I tried to hear bitterness in his words, but it didn't seem to be there.

Jang looked out at the ruins and shut off the lights. «The show appears to be over for tonight,» he said.

«I guess,» I said. It occurred to me with sudden force that Jang admired the skelt fighters with an intensity that a man like me could not possibly understand. «Jang,» I said cautiously. «Do you still own a set of skelts?»

«Oh, yes,» he said. «They hang in my pod, oiled and sharpened, next to my armor.»

He took a generous pinch of cannabis from a pouch and poked it into the pipe, which seemed to look up at him with avid stone eyes. He lit the pipe with a fingertip torch and drew in the smoke.

«Leeson, do you know why I like this stuff so much?» he asked.

«No,» I answered. I'd never felt any great affinity for the drug, which had seemed old-fashioned, even quaint, compared with all the ferociously distracting and gloriously bizarre pleasure drugs available to a moneyed citizen of Dilvermoon.

«It's a memory drug, you know.» Jang gestured with the pipe. «But not old memory. It thins out the new memories crowding into your head from every sense, every thought, every impulse. It lets you see what you want to see with unclouded clarity, without distraction, if that's your choice. Useful in my profession.»

«I suppose so,» I said dubiously. «What if you concentrate on the wrong thoughts?» I thought about Flash and Irvane and their monsters.

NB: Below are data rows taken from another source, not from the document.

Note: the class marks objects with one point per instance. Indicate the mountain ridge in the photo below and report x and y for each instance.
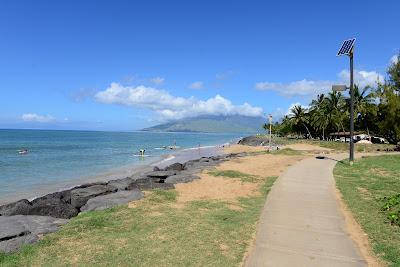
(212, 124)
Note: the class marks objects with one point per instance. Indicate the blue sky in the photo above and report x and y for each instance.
(125, 65)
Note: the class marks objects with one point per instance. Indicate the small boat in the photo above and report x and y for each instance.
(23, 151)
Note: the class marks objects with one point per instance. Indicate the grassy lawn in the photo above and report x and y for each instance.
(154, 233)
(364, 187)
(336, 146)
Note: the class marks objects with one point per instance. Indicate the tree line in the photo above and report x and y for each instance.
(376, 111)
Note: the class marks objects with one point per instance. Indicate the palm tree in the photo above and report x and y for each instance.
(364, 105)
(319, 114)
(299, 118)
(337, 111)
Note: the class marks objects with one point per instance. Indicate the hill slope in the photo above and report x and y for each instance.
(212, 124)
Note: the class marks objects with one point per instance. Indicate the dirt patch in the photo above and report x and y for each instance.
(379, 172)
(261, 165)
(136, 203)
(307, 147)
(215, 188)
(243, 148)
(357, 234)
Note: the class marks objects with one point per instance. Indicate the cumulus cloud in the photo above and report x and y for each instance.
(37, 118)
(157, 80)
(196, 85)
(311, 88)
(172, 107)
(361, 77)
(394, 59)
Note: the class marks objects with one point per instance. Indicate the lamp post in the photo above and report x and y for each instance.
(348, 49)
(270, 129)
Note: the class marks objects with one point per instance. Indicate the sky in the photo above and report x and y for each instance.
(125, 65)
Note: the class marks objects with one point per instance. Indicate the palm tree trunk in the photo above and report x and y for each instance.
(307, 130)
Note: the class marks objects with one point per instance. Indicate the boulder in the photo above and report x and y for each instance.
(111, 200)
(16, 208)
(20, 229)
(127, 183)
(164, 186)
(175, 167)
(181, 178)
(80, 196)
(160, 174)
(53, 207)
(62, 195)
(204, 159)
(148, 184)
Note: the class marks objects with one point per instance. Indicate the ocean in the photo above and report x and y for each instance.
(58, 159)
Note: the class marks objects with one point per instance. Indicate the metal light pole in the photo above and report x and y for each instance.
(351, 108)
(270, 129)
(348, 50)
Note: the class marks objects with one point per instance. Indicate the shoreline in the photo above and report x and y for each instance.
(121, 172)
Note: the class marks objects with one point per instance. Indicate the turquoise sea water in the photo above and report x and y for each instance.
(61, 157)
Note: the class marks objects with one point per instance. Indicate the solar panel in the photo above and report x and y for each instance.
(347, 47)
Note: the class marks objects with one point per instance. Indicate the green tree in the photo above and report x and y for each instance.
(389, 104)
(364, 107)
(299, 118)
(337, 110)
(319, 115)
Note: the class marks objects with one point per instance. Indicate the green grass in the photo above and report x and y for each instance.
(337, 146)
(364, 187)
(155, 233)
(244, 177)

Jang nodded. «Always a possibility,» he said. «An overactive imagination might be a liability to a man in my business.» He shook his head. «On the other hand, my business, in brief, is killing. I don't mean to speak in cliches, but isn't it true that death is the last mystery? Trillions have died; none have sent back reports. We still wonder what death might be, even now, when dying is a final choice and not a grim necessity, for most pangalac citizens. Surprising, isn't it... even when death has become a remote abstraction for most of us, religions promising life after death continue to bloom and spread and metastasize into newer and gaudier and ever more irrational forms.» He laughed, a brief reluctant sound I'd never heard from him before.

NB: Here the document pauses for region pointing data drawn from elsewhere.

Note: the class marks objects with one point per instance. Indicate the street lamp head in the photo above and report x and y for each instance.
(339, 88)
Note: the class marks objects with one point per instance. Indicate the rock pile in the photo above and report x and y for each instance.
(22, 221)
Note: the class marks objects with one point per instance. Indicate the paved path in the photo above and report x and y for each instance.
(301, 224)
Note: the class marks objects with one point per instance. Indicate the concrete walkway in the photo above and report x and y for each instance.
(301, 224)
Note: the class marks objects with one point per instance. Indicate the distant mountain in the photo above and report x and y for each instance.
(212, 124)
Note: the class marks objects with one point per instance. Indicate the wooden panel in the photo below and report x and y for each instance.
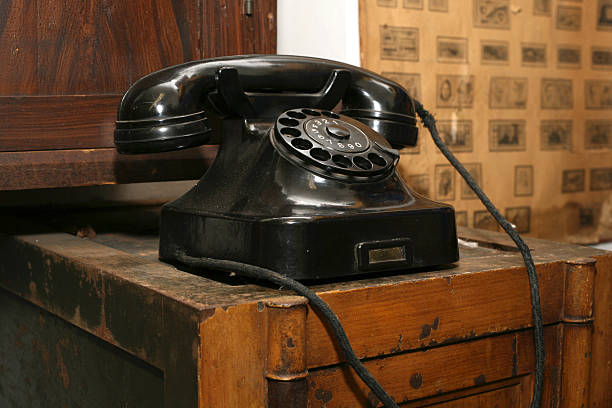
(65, 168)
(161, 34)
(254, 34)
(18, 71)
(71, 122)
(416, 375)
(391, 319)
(80, 48)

«In any case, we who are close to death, who touch it with our hands... we often find ourselves distracted by poetry and mysticism. Thus the killer monk, the meditative slayer, the grandly mad murderer of fiction and history.

«But usually my imagination is limited to a kind of... theatrical paranoia. I feel armies coming for me, gorgeously cruel warriors hungry for my blood.» He shook his sleek head. «Tonight I saw them rising from the stones, like soldiers born of dragon teeth.»

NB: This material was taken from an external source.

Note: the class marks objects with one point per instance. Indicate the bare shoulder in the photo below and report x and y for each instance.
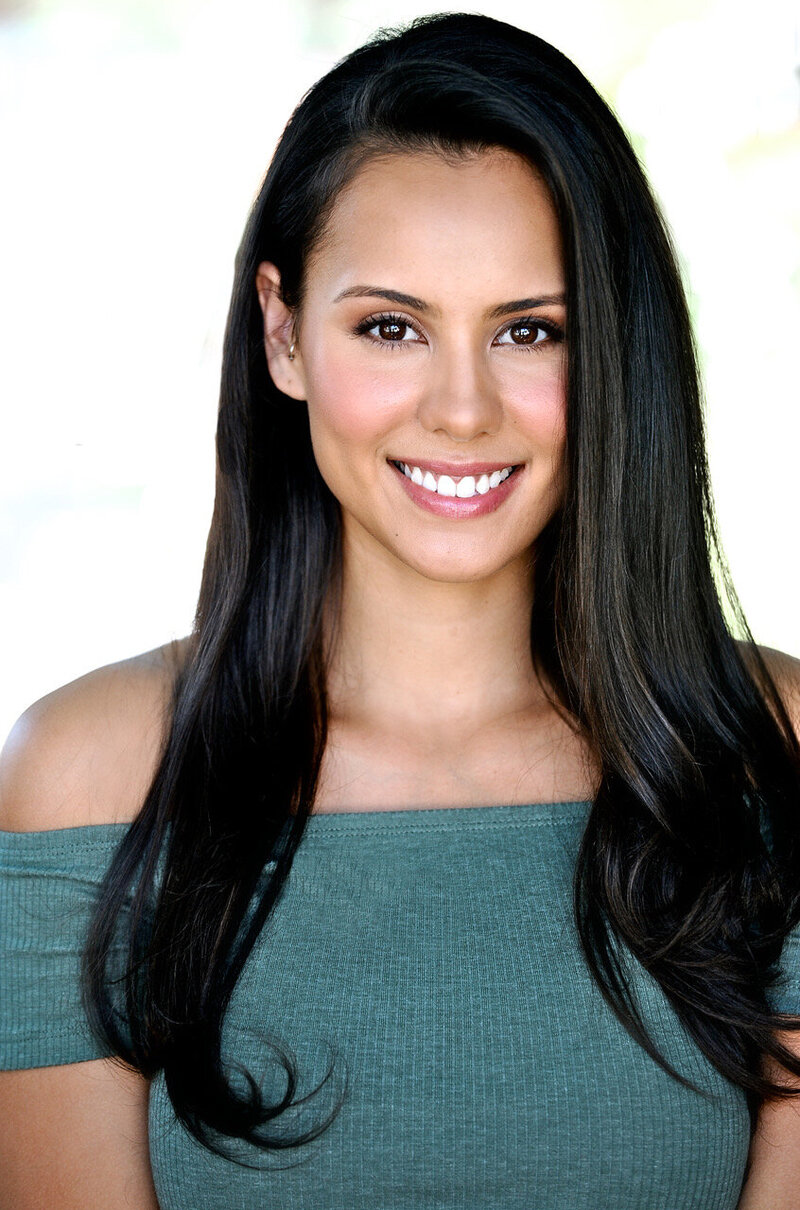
(784, 670)
(86, 753)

«Cadmus,» I muttered. «Sowed the teeth himself.»

«You're well educated,» said Jang.

He tapped the ashes from his pipe and went away, leaving me to envy his imagination, despite its limitations.

THE FEMALE WARRIOR in the obsidian armor came to the ruins every night for a week, each time defeating a different opponent, until she was finally destroyed by a warrior in glossy crimson armor. His helmet depicted some insectile god with large compound eyes and sawtoothed mouth parts. After his victory he raised his head and bellowed his triumph to the moons, a shout with a buzzing inhuman undertone.

On the next night Jang went out to meet the crimson warrior, without a word to any of us, but for some reason he turned on the ship's alarms before he left.

The sound brought the survivors to the viewports in the ship's lounge, and we saw the whole thing.

Jang wore a suit of armor in an antique style, brown iron plate with dull blue lapis inlaid into the iron in jagged patterns.

He whirled his blades with what appeared to be great skill but he lived for only a few moments. The crimson warrior brushed aside his guard, almost casually, and an instant later, Jang's head fell backward from his shoulders. As I watched, I felt a surprisingly strong sense of loss, mixed with fear. Who would protect us now?

Hu Moon, who watched the brief combat from the port beside me, beat her fists against the thick crystal. «What a fool,» she said.

In the morning we buried him well away from the site, so as not to contaminate the dig. Hu Moon at first talked about continuing the excavation, but several days passed and she stayed in her quarters with Dueine.